Friday, July 13, 2007

High court orders new trial for accused police officer killer


By DAVID ROYSE

The state Supreme Court on Thursday ordered a new trial for a man sentenced to death for the 1991 murder of a Miami Springs police officer.

The court said Merrit A. Sims' lawyers did not do enough to counter the state's argument that he killed to avoid drugs being detected in his car, which would have sent him back to prison, and was what the state gave as his motive for the crime.

The Supreme Court said the evidence supported Sims' conviction for the murder of Charles Stafford - Sims confessed to the killing, although he argued it was in self-defense.

But the court, in an unsigned unanimous opinion, said Sims' attorneys at his trial did not do enough to counter the prosecution's claims about his motive, namely that a police dog detected that the car in which Sims had been stopped had drugs in it. No drugs were ever found.

But the testimony about the police dog picking up the scent of drugs laid the foundation for Sims' parole officer to testify that if Sims was found in possession of drugs, he would be in violation of his probation, and could be sent back to prison. During closing arguments, prosecutors suggested that Sims killed Stafford because he had drugs in the car and did not want to go back to prison.

The court said it found Sims' attorneys did not sufficiently challenge the evidence.

"The state's case was based upon this motive theory," the court said. "Given the facts of this case, our confidence in the outcome is undermined. Sims has established that there is a reasonable probability that, but for counsel's unprofessional errors, the result of the proceeding would have been different."

Sims' initial attorneys didn't immediately return a call for comment.

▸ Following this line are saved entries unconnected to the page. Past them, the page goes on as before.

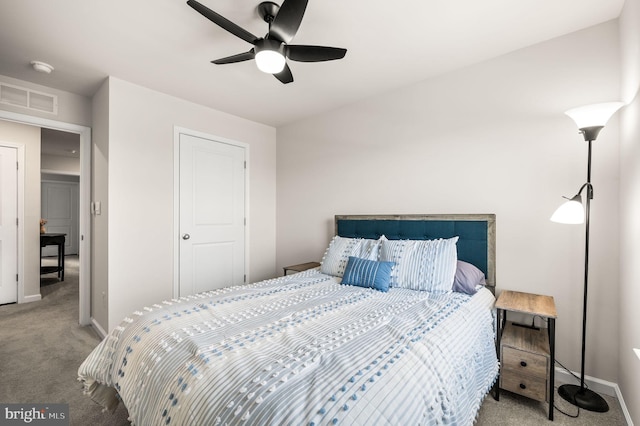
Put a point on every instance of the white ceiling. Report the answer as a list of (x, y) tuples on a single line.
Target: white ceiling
[(167, 46)]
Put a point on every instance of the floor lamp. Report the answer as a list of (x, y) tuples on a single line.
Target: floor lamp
[(590, 120)]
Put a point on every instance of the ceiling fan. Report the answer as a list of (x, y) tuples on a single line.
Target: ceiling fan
[(271, 51)]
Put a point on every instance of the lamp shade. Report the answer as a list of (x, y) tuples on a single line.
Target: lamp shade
[(571, 212), (270, 56), (595, 115)]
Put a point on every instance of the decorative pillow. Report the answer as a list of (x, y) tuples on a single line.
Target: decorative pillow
[(427, 265), (467, 278), (337, 254), (368, 273)]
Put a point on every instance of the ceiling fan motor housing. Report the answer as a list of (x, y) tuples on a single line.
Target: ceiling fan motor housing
[(268, 11)]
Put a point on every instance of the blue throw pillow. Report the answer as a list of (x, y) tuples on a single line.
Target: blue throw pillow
[(368, 273)]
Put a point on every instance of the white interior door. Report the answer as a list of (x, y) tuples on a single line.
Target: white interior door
[(8, 225), (59, 205), (212, 214)]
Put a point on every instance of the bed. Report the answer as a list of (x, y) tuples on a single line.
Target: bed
[(307, 349)]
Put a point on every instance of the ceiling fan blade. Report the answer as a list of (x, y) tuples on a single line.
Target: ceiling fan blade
[(302, 53), (246, 56), (285, 76), (222, 22), (286, 23)]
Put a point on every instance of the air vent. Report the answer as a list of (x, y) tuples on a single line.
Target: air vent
[(29, 99)]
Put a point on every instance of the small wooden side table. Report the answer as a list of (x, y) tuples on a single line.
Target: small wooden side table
[(300, 267), (527, 353)]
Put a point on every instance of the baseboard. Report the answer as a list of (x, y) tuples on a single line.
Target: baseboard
[(98, 328), (598, 385), (32, 298)]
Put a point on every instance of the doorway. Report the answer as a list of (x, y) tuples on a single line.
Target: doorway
[(211, 202), (84, 248), (8, 225)]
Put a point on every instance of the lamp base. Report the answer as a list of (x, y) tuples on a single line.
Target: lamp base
[(583, 398)]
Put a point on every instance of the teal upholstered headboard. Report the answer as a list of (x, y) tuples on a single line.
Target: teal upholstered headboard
[(476, 232)]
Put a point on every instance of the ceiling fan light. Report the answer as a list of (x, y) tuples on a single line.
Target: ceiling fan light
[(270, 61)]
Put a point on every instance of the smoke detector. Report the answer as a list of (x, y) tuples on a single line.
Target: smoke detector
[(42, 67)]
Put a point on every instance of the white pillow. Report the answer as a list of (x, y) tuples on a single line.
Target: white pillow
[(337, 254), (427, 265)]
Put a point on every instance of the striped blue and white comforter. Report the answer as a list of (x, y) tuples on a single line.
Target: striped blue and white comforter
[(300, 350)]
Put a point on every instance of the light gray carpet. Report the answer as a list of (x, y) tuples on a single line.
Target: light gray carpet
[(42, 346)]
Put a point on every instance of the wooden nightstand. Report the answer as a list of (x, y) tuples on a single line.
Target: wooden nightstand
[(527, 354), (301, 267)]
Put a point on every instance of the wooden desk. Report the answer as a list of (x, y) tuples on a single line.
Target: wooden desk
[(53, 240)]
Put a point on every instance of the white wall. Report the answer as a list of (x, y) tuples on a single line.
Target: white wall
[(72, 108), (490, 138), (100, 223), (140, 191), (629, 364)]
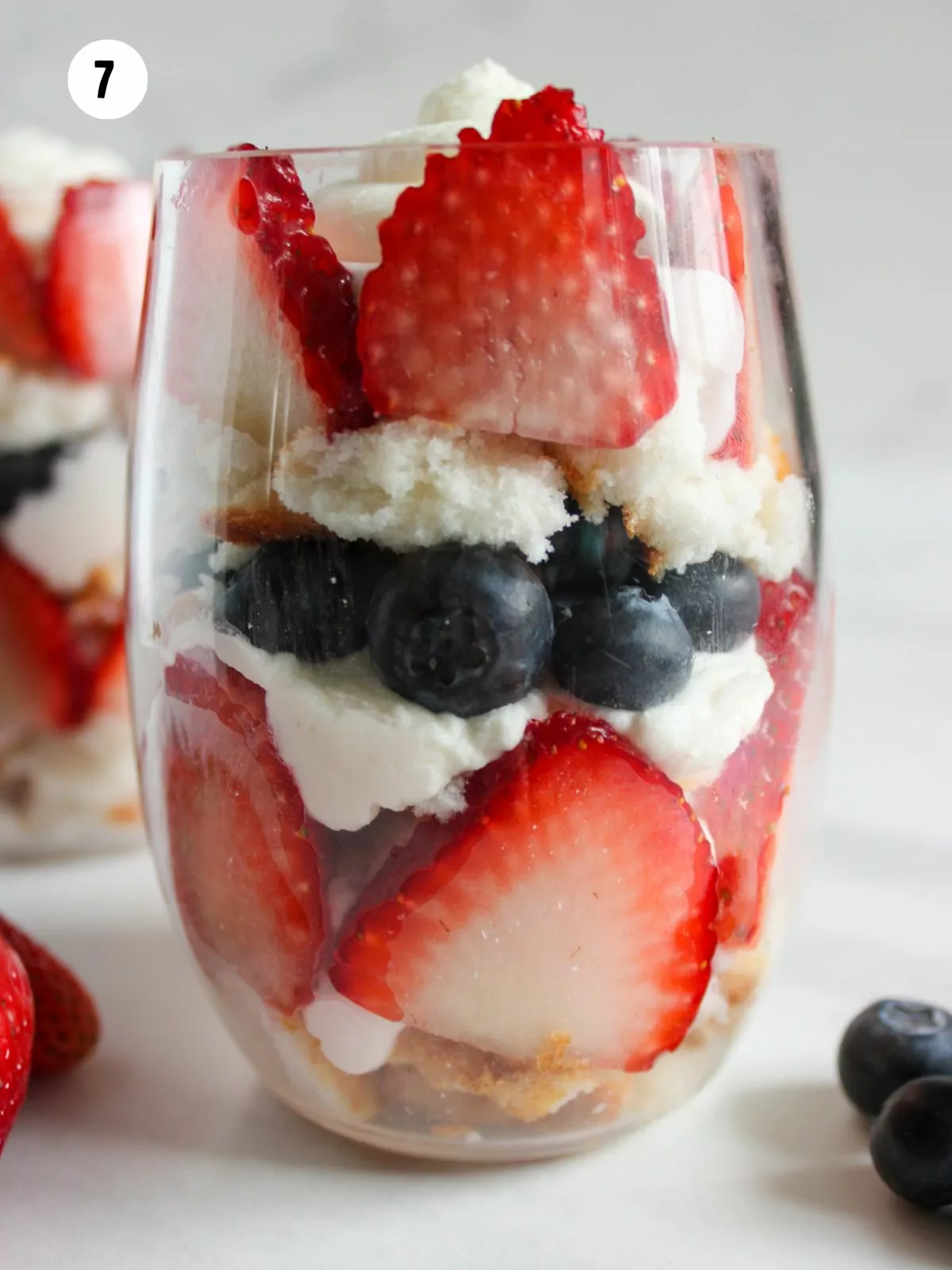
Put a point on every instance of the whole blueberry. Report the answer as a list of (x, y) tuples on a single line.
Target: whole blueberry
[(306, 596), (27, 471), (719, 601), (912, 1142), (461, 630), (593, 556), (628, 649), (889, 1045)]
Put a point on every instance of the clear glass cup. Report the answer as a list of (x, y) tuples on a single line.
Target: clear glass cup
[(474, 762), (74, 266)]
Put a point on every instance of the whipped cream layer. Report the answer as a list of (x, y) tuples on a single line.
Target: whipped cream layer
[(692, 736), (78, 526), (71, 791), (36, 410), (357, 749), (353, 746), (689, 506)]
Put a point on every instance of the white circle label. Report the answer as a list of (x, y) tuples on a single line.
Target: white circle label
[(107, 79)]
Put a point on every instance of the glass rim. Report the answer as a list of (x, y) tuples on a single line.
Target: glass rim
[(624, 144)]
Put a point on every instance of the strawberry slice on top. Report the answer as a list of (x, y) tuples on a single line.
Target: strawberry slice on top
[(281, 352), (743, 806), (245, 857), (23, 334), (574, 901), (97, 277), (512, 296)]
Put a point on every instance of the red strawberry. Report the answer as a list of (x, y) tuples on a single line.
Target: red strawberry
[(16, 1037), (245, 857), (23, 337), (314, 290), (577, 897), (37, 662), (108, 689), (281, 353), (743, 806), (97, 277), (67, 1018), (511, 296)]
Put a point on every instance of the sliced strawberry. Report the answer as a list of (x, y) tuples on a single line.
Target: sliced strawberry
[(37, 660), (511, 296), (743, 806), (23, 334), (97, 277), (281, 353), (17, 1024), (575, 899), (245, 857), (67, 1018)]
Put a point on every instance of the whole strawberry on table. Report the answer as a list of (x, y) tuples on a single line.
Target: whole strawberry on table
[(48, 1022)]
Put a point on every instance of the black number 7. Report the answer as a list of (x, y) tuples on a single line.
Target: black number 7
[(108, 69)]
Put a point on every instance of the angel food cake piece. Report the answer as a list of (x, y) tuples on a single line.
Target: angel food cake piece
[(480, 704), (74, 238)]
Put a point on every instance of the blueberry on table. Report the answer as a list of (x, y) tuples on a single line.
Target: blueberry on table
[(461, 630), (719, 601), (306, 596), (628, 651), (593, 556), (912, 1142), (889, 1045), (27, 471)]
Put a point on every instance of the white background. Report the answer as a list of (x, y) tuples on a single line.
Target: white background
[(163, 1153)]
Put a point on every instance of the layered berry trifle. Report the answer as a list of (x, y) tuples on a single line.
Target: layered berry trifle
[(474, 613), (74, 245)]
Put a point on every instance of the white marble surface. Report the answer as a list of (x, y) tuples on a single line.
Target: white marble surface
[(854, 95), (164, 1153)]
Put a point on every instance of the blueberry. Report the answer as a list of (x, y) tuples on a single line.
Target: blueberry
[(628, 651), (461, 630), (888, 1045), (587, 556), (27, 471), (306, 596), (719, 601), (912, 1142)]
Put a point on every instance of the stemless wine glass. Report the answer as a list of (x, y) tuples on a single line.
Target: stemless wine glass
[(71, 286), (475, 622)]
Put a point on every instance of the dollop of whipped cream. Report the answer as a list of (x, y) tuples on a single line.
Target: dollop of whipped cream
[(348, 213), (40, 408), (37, 167), (78, 526), (689, 506)]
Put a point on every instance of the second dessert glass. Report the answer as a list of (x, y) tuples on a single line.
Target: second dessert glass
[(74, 245), (475, 611)]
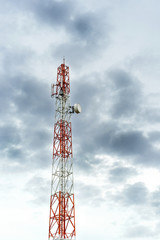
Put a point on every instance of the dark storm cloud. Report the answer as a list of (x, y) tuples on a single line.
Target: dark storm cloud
[(120, 174), (136, 194), (140, 231), (154, 136), (89, 194), (126, 94), (9, 136), (39, 187), (26, 115), (117, 96)]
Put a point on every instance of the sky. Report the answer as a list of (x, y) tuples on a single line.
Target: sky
[(113, 51)]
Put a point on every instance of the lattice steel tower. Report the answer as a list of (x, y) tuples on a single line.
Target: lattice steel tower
[(62, 207)]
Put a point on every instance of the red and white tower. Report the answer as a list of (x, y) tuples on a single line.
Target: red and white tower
[(62, 206)]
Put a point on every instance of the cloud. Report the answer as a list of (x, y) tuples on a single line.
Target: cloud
[(135, 194), (126, 92), (120, 174), (140, 231), (39, 187)]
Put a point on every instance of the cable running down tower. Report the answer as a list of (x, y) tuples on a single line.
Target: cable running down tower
[(62, 207)]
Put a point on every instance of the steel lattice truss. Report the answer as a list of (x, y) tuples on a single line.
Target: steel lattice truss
[(62, 208)]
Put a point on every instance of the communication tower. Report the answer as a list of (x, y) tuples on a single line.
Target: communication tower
[(62, 206)]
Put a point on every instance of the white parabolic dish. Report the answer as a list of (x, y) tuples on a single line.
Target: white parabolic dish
[(77, 108)]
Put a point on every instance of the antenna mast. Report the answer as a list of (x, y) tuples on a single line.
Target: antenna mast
[(62, 207)]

The court ordered his convictions vacated and ordered a new trial.

An attorney currently representing Sims also did not return a call for comment.

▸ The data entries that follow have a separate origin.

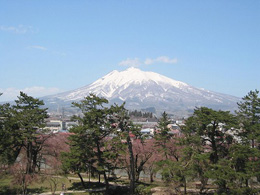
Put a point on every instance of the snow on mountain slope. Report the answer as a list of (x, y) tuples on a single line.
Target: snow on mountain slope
[(148, 89)]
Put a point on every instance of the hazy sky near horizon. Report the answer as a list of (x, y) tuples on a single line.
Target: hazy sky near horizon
[(50, 46)]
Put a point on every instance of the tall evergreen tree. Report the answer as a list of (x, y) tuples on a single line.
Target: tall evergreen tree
[(30, 118), (127, 127), (89, 139), (249, 115)]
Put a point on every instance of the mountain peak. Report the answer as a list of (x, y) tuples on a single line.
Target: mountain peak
[(142, 89)]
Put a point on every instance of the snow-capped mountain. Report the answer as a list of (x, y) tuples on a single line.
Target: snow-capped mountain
[(141, 89)]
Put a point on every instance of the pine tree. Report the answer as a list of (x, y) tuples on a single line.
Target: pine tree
[(249, 115), (30, 118)]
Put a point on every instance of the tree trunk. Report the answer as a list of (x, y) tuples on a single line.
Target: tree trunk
[(151, 177), (185, 186), (82, 181), (29, 158), (132, 166), (102, 164)]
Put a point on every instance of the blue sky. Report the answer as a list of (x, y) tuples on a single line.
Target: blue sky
[(52, 46)]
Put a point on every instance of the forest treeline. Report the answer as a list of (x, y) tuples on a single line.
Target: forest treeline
[(214, 148)]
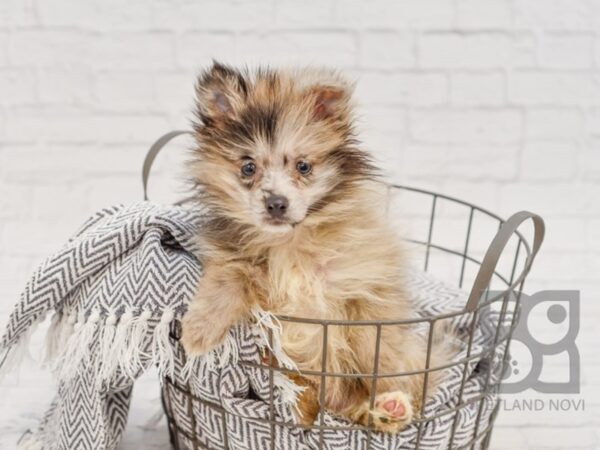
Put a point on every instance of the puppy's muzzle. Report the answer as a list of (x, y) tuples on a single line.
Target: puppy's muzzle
[(276, 205)]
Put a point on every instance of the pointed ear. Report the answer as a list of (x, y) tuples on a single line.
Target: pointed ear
[(220, 92), (330, 102)]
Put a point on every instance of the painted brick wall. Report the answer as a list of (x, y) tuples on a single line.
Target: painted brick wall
[(494, 101)]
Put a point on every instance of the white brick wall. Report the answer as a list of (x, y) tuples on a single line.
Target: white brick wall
[(494, 101)]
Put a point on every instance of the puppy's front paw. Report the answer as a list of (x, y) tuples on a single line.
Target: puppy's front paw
[(392, 412), (200, 334)]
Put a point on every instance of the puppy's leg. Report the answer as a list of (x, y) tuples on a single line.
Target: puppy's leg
[(225, 296), (308, 401), (391, 412)]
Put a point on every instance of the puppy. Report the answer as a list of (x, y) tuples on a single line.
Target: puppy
[(297, 227)]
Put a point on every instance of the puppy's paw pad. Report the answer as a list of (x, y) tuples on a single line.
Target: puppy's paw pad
[(391, 412)]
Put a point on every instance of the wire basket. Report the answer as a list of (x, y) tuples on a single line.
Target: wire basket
[(452, 240)]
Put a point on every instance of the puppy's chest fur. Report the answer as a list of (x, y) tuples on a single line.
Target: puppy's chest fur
[(343, 280)]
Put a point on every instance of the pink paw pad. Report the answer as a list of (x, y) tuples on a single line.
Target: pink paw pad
[(395, 409)]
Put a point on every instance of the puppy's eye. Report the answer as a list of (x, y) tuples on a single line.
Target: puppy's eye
[(303, 167), (248, 169)]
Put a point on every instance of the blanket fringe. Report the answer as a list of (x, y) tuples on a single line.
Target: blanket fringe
[(108, 343), (29, 442), (265, 322), (12, 357), (163, 355)]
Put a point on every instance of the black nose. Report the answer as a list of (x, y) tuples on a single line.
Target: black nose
[(276, 205)]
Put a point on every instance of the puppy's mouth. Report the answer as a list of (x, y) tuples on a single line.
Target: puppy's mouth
[(278, 221), (282, 223)]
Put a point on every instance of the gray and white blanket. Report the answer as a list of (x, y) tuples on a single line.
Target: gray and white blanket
[(114, 292)]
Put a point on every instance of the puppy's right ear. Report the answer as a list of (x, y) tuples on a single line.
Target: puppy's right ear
[(220, 92)]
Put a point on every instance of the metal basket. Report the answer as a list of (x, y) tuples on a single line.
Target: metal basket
[(454, 246)]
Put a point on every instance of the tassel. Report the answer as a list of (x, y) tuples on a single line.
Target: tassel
[(163, 355), (14, 355), (135, 353), (121, 344), (267, 321), (53, 338), (108, 359), (29, 442), (78, 347)]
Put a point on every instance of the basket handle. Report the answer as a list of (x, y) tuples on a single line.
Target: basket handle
[(490, 260), (153, 152)]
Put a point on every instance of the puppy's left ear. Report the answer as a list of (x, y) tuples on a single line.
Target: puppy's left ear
[(330, 102), (220, 93)]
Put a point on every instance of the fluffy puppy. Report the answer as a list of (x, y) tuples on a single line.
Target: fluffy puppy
[(298, 228)]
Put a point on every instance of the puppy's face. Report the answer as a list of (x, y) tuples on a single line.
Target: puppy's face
[(274, 147)]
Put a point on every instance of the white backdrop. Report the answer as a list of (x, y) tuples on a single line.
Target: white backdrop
[(496, 102)]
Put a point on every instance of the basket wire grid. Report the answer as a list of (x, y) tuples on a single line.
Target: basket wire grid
[(474, 261)]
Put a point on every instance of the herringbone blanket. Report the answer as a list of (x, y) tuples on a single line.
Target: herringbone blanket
[(115, 290)]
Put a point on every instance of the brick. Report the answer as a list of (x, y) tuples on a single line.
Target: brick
[(474, 14), (590, 162), (107, 15), (468, 162), (133, 51), (559, 51), (554, 123), (51, 48), (17, 13), (17, 87), (196, 50), (474, 50), (66, 87), (402, 88), (63, 202), (51, 127), (552, 88), (478, 89), (558, 228), (15, 201), (216, 15), (334, 49), (554, 14), (175, 92), (386, 50), (124, 91), (549, 161), (390, 121), (4, 48), (307, 14), (558, 199), (466, 126), (394, 13)]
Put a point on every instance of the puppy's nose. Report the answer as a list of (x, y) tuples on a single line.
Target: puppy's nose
[(276, 205)]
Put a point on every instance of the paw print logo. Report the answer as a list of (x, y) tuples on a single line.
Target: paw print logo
[(543, 352)]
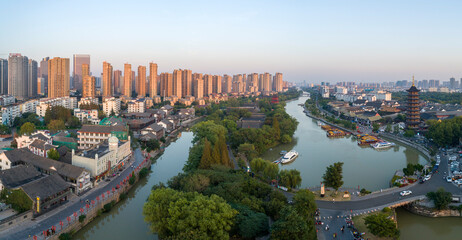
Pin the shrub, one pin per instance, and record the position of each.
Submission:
(108, 206)
(65, 236)
(82, 218)
(143, 172)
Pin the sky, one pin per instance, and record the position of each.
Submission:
(312, 41)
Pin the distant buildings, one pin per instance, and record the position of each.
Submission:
(108, 86)
(58, 77)
(79, 59)
(413, 108)
(153, 79)
(127, 88)
(18, 76)
(3, 76)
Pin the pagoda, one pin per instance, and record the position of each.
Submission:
(413, 107)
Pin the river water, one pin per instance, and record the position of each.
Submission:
(365, 167)
(125, 221)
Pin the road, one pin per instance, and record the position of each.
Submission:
(45, 221)
(334, 213)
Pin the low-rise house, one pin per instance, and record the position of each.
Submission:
(40, 148)
(104, 158)
(24, 140)
(167, 109)
(47, 193)
(157, 130)
(15, 177)
(87, 116)
(167, 125)
(78, 177)
(91, 135)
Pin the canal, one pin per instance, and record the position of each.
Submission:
(125, 221)
(363, 166)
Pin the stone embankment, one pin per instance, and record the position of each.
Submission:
(422, 210)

Justices also vacated the death sentence of Christopher Jones Jr. in the 2001 Okeechobee County robbery and ensuing murder of Hilario Dominguez. Jones will instead serve a life sentence without any opportunity for parole.

When Jones received the death penalty, one of the reasons cited for the sentence was the assertion that he killed Dominguez to eliminate him as a witness in order not to get caught. Under court precedent, killing a witness to avoid being prosecuted can bring a harsher penalty than killing for some other reasons. But, the Supreme Court said there was no evidence that was Jones' motive.

The court also agreed with Jones' lawyers that when all the circumstances of the murder were taken into account, it did not fit in with the circumstances of most cases in which the death penalty is applied.

The court also upheld the death sentence for William Melvin White, who has been on death row since 1978 and whose first death warrant was signed more than 20 years ago by former Gov. Bob Martinez.

White, now 62, was a member of a Kentucky chapter of the Outlaws motorcycle gang, when he was convicted of the January 1978 beating and stabbing death of 28-year-old Gracie May Crawford at the gang's Orlando clubhouse.